At The Data Incubator, we strive to provide the most up-to-date data science curriculum available. Using feedback from our corporate and government partners, we deliver training on the most sought-after data science tools and techniques in industry. We wanted to include a more data-driven approach to developing the curriculum.
Below is a ranking of the top 20 of 140 distributed computing packages that are useful for Data Science, based on Github and Stack Overflow activity, as well as Google Search results. The table shows standardized scores, where a value of 1 means one standard deviation above average (average = score of 0). For example, Apache Hadoop is 6.6 standard deviations above average in Stack Overflow activity, while Apache Flink is close to average. See below for methods.
Results and Discussion
The package ranking is based on equally weighing its three components: Github (stars and forks), Stack Overflow (tags and questions), and number of Google search results. These were obtained using available APIs. Coming up with a comprehensive list of distributed computing packages was tricky – in the end, we scraped three different lists that we thought were representative. We chose to focus on 140 frameworks and distributed programing packages (see methods below for details). Computing standardized scores for each metric allows us to see which packages stand out in each category. The full ranking is here, while the raw data is here.
Apache Spark and Apache Hadoop are in a class of their own
Apache Spark (1) is an incredibly popular open source distributed computing framework. Apache Spark dominated the Github activity metric with its numbers of forks and stars more than eight standard deviations above the mean. Apache Spark utlizes in-memory data processing, which makes it faster than its predecessors and capable of machine learning. It also offers an interactive console in either Scala or, more popular amoung data scientists, Python. Although Apache Spark was intially designed for the Hadoop ecosystem, it can run on its own using one of many different file management systems. Apache Hadoop (2) outperformed Apache Spark in Stack Overflow activity. The disconnect between Hadoop’s Stack Overflow activity and the other two metrics is likely due to the fact that the meaning of Apache Hadoop has evolved over time. Rather than refering to just the framework, the term “Hadoop” can also mean all Hadoop-related projects that make up the ecosystem. This results in a somewhat inflated Stack Overflow score. Nevertheless, most of the frameworks and engines on our list have Apache Hadoop integrations.
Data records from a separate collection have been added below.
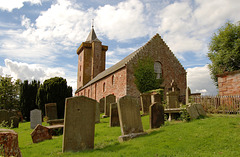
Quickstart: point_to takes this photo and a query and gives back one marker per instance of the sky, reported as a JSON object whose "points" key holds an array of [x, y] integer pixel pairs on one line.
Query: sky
{"points": [[39, 38]]}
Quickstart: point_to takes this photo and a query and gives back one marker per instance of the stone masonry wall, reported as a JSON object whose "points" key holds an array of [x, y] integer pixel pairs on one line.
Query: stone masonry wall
{"points": [[229, 84], [114, 84], [171, 67]]}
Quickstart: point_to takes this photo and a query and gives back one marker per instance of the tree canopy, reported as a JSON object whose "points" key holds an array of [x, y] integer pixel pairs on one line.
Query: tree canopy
{"points": [[9, 93], [54, 90], [145, 77], [224, 50]]}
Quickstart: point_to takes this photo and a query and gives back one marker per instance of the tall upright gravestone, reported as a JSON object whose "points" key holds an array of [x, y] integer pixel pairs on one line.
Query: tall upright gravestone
{"points": [[108, 100], [79, 123], [130, 118], [114, 118], [156, 115], [51, 111], [35, 118], [101, 105]]}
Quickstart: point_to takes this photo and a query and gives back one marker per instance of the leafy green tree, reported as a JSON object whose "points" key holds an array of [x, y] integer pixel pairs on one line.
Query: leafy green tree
{"points": [[9, 93], [28, 94], [145, 77], [54, 90], [224, 50]]}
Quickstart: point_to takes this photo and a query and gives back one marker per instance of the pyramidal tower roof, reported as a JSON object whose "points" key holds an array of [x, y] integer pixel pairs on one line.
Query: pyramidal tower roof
{"points": [[92, 36]]}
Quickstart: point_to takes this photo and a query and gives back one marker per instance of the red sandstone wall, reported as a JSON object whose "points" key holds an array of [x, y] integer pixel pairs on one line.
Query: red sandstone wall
{"points": [[229, 84], [171, 68], [118, 88]]}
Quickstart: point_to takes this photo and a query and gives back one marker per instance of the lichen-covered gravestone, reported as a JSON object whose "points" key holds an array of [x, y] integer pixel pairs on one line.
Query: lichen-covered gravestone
{"points": [[9, 143], [79, 124], [145, 102], [130, 118], [156, 115], [108, 100], [35, 118], [51, 111], [101, 104], [114, 118]]}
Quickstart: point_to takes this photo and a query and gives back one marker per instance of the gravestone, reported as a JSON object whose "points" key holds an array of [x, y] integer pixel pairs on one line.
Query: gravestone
{"points": [[97, 118], [114, 118], [145, 99], [35, 118], [9, 143], [79, 124], [41, 133], [108, 100], [101, 104], [156, 115], [155, 97], [51, 111], [129, 117]]}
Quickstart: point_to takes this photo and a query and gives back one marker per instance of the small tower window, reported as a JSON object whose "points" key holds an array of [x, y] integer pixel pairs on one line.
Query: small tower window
{"points": [[113, 80], [158, 69], [104, 88]]}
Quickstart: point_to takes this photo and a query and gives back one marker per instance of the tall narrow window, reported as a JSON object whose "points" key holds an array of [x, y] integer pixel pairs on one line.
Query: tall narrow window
{"points": [[158, 69], [104, 88]]}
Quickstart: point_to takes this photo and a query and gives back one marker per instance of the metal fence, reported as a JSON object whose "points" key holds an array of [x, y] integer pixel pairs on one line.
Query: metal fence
{"points": [[218, 104]]}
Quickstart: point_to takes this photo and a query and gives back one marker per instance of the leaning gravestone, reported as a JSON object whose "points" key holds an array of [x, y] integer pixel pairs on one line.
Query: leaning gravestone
{"points": [[51, 111], [97, 116], [35, 118], [156, 115], [79, 124], [101, 104], [130, 119], [108, 100], [114, 118], [145, 102]]}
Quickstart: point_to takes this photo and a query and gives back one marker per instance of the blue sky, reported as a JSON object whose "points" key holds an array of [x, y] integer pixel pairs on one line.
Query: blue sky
{"points": [[39, 38]]}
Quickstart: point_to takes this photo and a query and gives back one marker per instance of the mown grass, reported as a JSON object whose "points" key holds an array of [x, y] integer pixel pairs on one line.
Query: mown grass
{"points": [[217, 135]]}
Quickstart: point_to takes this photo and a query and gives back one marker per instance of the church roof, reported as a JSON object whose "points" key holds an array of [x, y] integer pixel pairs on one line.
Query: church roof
{"points": [[92, 36]]}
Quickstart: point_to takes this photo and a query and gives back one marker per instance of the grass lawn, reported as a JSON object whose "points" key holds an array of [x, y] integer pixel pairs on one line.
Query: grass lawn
{"points": [[217, 135]]}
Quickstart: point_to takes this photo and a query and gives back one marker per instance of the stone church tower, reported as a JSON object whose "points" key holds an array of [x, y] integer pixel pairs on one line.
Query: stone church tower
{"points": [[91, 59]]}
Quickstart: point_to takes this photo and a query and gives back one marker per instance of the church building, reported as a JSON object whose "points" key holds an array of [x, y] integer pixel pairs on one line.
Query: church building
{"points": [[96, 82]]}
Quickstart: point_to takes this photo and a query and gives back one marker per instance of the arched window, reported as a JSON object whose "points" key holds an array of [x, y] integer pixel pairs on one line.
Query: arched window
{"points": [[113, 80], [104, 88], [158, 69]]}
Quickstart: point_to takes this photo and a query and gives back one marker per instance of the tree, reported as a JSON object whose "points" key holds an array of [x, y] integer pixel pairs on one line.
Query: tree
{"points": [[9, 93], [145, 77], [224, 50], [54, 90], [28, 94]]}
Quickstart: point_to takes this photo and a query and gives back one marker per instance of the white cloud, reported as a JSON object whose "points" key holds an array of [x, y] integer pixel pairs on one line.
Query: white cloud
{"points": [[124, 21], [9, 5], [199, 80]]}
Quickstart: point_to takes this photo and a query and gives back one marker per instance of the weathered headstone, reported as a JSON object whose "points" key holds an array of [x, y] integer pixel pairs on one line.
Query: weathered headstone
{"points": [[9, 143], [41, 133], [79, 124], [108, 100], [129, 117], [51, 111], [145, 99], [101, 104], [35, 118], [114, 118], [156, 115], [97, 116], [155, 97]]}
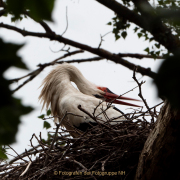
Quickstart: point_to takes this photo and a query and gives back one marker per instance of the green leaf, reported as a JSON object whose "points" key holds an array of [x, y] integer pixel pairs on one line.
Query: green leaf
{"points": [[48, 112], [46, 125], [147, 50], [135, 29], [124, 34], [2, 153], [157, 45], [10, 108], [139, 35], [41, 116]]}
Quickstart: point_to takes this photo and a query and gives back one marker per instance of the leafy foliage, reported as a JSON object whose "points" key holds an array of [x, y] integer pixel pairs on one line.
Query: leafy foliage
{"points": [[46, 125], [120, 26], [10, 108], [38, 10]]}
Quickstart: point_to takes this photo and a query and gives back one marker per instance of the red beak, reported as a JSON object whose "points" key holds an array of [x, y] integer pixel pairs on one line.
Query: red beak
{"points": [[111, 97]]}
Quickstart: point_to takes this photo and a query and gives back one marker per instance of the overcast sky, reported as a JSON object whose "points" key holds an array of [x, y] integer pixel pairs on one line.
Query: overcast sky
{"points": [[87, 20]]}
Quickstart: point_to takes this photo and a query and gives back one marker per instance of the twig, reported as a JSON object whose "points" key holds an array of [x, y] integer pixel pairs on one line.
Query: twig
{"points": [[26, 168], [140, 94], [17, 154], [66, 22]]}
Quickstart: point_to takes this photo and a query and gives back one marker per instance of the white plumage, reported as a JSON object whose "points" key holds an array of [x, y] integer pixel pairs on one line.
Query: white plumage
{"points": [[61, 96]]}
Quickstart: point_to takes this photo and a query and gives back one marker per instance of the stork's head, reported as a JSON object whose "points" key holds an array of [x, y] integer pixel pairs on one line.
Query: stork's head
{"points": [[105, 94]]}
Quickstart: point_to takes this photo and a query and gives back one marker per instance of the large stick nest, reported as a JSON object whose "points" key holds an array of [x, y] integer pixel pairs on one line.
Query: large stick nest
{"points": [[110, 149], [103, 152]]}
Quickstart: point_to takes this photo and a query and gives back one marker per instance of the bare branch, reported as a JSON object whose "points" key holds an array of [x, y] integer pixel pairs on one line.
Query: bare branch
{"points": [[101, 52]]}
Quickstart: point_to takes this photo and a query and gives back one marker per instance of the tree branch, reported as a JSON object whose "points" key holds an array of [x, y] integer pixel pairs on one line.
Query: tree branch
{"points": [[147, 20], [101, 52]]}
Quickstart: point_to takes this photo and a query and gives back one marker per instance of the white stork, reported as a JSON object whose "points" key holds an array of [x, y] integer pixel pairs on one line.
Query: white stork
{"points": [[59, 94]]}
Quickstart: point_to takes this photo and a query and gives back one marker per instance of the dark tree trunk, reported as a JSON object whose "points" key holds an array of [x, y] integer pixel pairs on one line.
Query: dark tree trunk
{"points": [[160, 158]]}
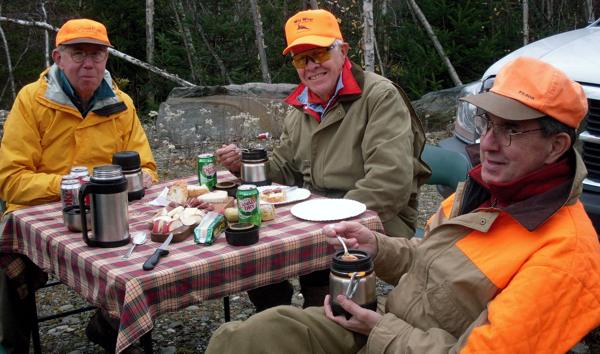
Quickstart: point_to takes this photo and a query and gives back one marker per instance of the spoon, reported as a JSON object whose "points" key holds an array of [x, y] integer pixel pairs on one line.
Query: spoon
{"points": [[346, 253], [138, 238]]}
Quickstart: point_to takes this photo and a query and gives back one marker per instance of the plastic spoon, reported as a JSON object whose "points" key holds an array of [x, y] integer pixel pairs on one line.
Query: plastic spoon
{"points": [[138, 238]]}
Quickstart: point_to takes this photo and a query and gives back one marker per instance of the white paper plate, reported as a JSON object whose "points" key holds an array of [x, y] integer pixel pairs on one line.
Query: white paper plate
{"points": [[328, 209], [294, 195]]}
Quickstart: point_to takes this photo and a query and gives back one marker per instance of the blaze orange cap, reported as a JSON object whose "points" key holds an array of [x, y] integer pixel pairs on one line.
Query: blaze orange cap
{"points": [[82, 30], [528, 88], [318, 28]]}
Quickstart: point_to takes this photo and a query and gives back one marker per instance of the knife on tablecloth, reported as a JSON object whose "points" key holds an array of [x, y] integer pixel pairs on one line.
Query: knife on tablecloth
{"points": [[160, 252]]}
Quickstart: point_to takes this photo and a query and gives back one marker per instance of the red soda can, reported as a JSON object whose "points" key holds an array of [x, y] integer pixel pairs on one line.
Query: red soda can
{"points": [[69, 190], [86, 200]]}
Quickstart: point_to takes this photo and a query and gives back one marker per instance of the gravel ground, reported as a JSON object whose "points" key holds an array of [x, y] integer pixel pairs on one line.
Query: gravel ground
{"points": [[189, 330]]}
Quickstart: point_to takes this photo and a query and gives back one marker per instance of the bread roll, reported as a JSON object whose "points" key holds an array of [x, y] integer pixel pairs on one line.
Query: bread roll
{"points": [[214, 197], [194, 191], [178, 193], [273, 195]]}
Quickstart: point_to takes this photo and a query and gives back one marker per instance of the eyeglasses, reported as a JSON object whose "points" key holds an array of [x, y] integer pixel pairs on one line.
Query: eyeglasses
{"points": [[318, 55], [502, 133], [79, 56]]}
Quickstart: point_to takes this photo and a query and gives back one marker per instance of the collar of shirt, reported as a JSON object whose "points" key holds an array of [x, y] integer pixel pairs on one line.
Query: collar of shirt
{"points": [[312, 104], [103, 91]]}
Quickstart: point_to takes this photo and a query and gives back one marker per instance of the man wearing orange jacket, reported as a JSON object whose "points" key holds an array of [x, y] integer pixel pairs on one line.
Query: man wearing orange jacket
{"points": [[509, 264]]}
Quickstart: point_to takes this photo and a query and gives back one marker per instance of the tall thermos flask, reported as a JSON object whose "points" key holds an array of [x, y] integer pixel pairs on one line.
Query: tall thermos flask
{"points": [[108, 207], [130, 165]]}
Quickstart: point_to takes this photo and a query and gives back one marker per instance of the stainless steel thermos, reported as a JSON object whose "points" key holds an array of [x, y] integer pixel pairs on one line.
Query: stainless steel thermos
{"points": [[108, 207], [255, 167], [130, 165], [354, 278]]}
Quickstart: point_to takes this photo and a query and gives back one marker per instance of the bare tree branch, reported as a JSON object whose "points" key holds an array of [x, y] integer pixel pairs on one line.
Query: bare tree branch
{"points": [[186, 35], [436, 43], [46, 35], [368, 35], [112, 51], [9, 68], [260, 42], [207, 44]]}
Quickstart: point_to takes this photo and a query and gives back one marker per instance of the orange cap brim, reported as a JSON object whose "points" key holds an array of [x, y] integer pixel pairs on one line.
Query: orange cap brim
{"points": [[502, 106], [317, 41], [86, 40]]}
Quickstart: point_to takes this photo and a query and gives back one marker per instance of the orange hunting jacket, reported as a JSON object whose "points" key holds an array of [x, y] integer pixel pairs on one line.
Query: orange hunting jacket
{"points": [[524, 279]]}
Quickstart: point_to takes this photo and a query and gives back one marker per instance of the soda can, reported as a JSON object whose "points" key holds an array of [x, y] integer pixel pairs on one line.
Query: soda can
{"points": [[69, 190], [248, 204], [207, 172], [80, 172]]}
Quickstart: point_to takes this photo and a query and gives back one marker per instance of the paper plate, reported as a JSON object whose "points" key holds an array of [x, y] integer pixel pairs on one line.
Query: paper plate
{"points": [[328, 209], [294, 195]]}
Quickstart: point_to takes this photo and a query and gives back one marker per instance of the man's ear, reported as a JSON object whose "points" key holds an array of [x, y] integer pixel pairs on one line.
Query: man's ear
{"points": [[56, 56], [559, 144]]}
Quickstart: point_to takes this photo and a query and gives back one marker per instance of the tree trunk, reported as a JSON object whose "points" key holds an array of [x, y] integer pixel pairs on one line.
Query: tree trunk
{"points": [[260, 42], [589, 7], [436, 42], [46, 35], [200, 30], [11, 78], [112, 51], [150, 31], [368, 35], [525, 22], [186, 35]]}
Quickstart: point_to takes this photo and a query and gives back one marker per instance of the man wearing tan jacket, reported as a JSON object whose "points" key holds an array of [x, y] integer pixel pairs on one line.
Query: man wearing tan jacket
{"points": [[509, 264], [350, 134]]}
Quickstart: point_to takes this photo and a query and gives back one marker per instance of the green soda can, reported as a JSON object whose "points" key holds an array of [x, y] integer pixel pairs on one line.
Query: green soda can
{"points": [[207, 172], [248, 204]]}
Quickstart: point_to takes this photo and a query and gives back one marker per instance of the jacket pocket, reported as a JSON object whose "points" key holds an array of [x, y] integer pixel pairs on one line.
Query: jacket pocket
{"points": [[446, 310]]}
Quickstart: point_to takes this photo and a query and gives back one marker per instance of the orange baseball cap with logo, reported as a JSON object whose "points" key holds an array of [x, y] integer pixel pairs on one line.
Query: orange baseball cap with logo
{"points": [[528, 88], [82, 30], [311, 28]]}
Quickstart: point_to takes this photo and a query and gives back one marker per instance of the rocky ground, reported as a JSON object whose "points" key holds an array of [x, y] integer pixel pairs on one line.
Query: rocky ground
{"points": [[189, 330]]}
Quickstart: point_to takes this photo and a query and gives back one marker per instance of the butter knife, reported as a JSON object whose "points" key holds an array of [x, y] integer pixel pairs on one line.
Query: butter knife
{"points": [[160, 252]]}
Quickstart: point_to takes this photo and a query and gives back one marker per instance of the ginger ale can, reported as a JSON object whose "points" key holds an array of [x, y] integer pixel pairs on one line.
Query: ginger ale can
{"points": [[207, 172], [248, 204]]}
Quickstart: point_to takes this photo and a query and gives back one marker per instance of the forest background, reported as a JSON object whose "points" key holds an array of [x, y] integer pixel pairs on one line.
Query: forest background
{"points": [[219, 42]]}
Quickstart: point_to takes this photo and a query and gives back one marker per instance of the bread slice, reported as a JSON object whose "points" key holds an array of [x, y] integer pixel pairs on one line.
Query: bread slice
{"points": [[194, 190], [273, 195], [178, 193], [214, 197]]}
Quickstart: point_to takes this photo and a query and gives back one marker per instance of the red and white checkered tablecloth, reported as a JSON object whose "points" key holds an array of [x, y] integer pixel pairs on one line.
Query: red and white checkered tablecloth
{"points": [[190, 273]]}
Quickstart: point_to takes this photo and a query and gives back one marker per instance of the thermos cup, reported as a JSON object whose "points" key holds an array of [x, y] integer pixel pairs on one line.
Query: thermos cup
{"points": [[354, 278]]}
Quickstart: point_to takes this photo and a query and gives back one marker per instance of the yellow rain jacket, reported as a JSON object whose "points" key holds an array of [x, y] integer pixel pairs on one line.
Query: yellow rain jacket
{"points": [[45, 135]]}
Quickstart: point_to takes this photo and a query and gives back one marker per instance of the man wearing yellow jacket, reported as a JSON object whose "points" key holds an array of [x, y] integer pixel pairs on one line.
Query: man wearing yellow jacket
{"points": [[509, 264], [73, 115]]}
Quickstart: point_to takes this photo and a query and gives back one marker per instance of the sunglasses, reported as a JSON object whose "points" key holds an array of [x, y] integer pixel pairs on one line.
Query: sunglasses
{"points": [[317, 55]]}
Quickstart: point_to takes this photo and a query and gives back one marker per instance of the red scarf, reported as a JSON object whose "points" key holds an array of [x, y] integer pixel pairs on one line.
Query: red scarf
{"points": [[534, 183]]}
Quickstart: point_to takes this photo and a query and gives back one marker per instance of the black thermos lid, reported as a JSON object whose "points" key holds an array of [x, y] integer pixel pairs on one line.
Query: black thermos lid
{"points": [[255, 154], [128, 160]]}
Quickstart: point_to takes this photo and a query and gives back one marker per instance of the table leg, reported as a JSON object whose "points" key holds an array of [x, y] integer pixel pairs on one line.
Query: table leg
{"points": [[35, 329], [146, 342], [226, 309]]}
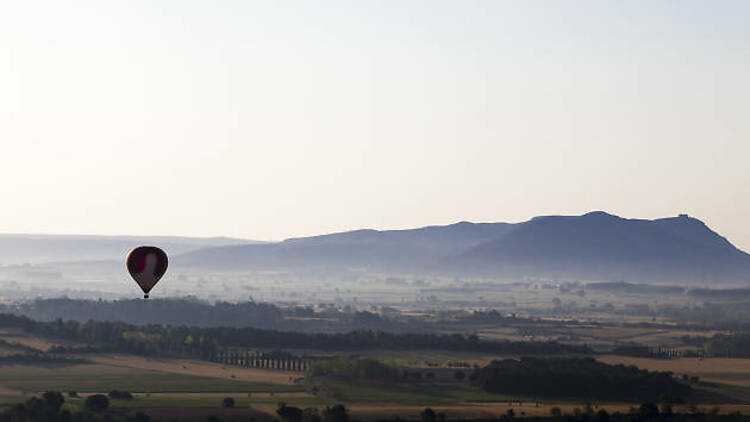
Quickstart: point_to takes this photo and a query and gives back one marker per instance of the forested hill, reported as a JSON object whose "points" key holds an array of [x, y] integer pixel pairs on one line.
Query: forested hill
{"points": [[596, 246]]}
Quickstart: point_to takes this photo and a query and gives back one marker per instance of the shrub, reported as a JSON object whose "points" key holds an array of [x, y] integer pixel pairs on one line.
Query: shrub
{"points": [[289, 413], [122, 395], [96, 403]]}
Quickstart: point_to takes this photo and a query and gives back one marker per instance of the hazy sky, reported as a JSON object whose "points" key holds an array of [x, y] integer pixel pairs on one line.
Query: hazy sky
{"points": [[274, 119]]}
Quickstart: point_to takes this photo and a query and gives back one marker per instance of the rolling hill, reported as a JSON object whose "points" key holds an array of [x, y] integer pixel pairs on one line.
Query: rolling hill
{"points": [[592, 246]]}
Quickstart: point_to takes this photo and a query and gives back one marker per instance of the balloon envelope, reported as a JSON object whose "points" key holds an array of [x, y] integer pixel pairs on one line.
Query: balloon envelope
{"points": [[147, 264]]}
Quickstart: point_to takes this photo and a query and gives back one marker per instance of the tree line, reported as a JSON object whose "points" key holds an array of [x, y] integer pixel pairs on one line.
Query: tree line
{"points": [[207, 342], [583, 378]]}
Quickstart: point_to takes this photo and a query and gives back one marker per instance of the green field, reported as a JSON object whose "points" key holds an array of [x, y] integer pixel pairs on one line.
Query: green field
{"points": [[406, 394]]}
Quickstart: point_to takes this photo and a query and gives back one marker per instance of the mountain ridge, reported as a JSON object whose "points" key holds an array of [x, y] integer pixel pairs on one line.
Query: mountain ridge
{"points": [[595, 245]]}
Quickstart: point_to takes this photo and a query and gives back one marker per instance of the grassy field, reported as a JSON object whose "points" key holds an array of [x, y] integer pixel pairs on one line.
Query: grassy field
{"points": [[717, 370], [100, 378]]}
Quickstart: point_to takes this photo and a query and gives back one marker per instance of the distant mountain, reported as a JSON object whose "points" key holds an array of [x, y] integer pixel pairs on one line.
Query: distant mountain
{"points": [[41, 248], [593, 246], [366, 249], [598, 245]]}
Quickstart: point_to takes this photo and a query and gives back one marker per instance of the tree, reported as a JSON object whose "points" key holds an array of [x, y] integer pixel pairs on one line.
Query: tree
{"points": [[648, 410], [336, 413], [289, 413], [310, 414], [54, 400], [96, 403], [428, 415], [602, 416]]}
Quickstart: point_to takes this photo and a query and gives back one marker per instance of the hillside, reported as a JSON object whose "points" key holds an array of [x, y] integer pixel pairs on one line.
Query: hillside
{"points": [[596, 245]]}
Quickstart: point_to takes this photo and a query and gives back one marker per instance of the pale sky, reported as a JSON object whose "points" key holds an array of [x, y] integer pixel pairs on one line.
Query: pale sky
{"points": [[267, 120]]}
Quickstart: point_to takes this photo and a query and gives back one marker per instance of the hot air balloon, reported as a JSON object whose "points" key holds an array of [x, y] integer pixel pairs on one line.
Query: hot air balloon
{"points": [[147, 264]]}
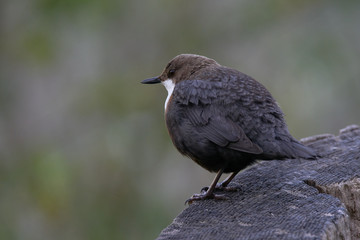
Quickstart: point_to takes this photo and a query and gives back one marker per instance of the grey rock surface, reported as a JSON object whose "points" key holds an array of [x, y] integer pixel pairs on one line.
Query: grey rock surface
{"points": [[285, 199]]}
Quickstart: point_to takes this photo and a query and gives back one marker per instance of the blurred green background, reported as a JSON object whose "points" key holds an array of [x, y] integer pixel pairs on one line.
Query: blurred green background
{"points": [[84, 152]]}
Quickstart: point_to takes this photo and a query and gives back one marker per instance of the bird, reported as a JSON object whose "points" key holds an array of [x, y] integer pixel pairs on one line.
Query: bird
{"points": [[223, 119]]}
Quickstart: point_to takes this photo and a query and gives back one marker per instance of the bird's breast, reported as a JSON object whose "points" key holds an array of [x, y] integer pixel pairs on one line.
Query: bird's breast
{"points": [[169, 85]]}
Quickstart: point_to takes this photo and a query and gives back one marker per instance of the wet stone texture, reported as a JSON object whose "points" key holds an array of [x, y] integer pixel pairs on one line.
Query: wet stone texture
{"points": [[285, 199]]}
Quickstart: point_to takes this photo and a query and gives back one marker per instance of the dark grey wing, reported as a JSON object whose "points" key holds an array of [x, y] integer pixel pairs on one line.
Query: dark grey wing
{"points": [[209, 119]]}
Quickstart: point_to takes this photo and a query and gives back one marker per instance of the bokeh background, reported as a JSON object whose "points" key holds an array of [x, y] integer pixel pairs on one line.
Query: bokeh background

And it measured at least two standard deviations above the mean on all our metrics, solidifying its number two spot.
Apache Storm and Apache Flink are popular alternative frameworks, especially for streaming
Apache Storm (4), initally touted as the Apache Hadoop of real-time, is a stream-only framework best for near real-time distributed computing. It performed above average on all of our metrics. While Apache Storm processes stream data at scale, it is frequently used with Apache Kafka (3), a platform that processes the raw messages from real-time data feeds at scale. Similiar to Apache Spark, Apache Flink (8) is also a framework capable of both batch and stream processing. However, Apache Spark bills itself as a batch-processor that can handle streaming, while Apache Flink is suited for heavy stream processing with some batch tasks.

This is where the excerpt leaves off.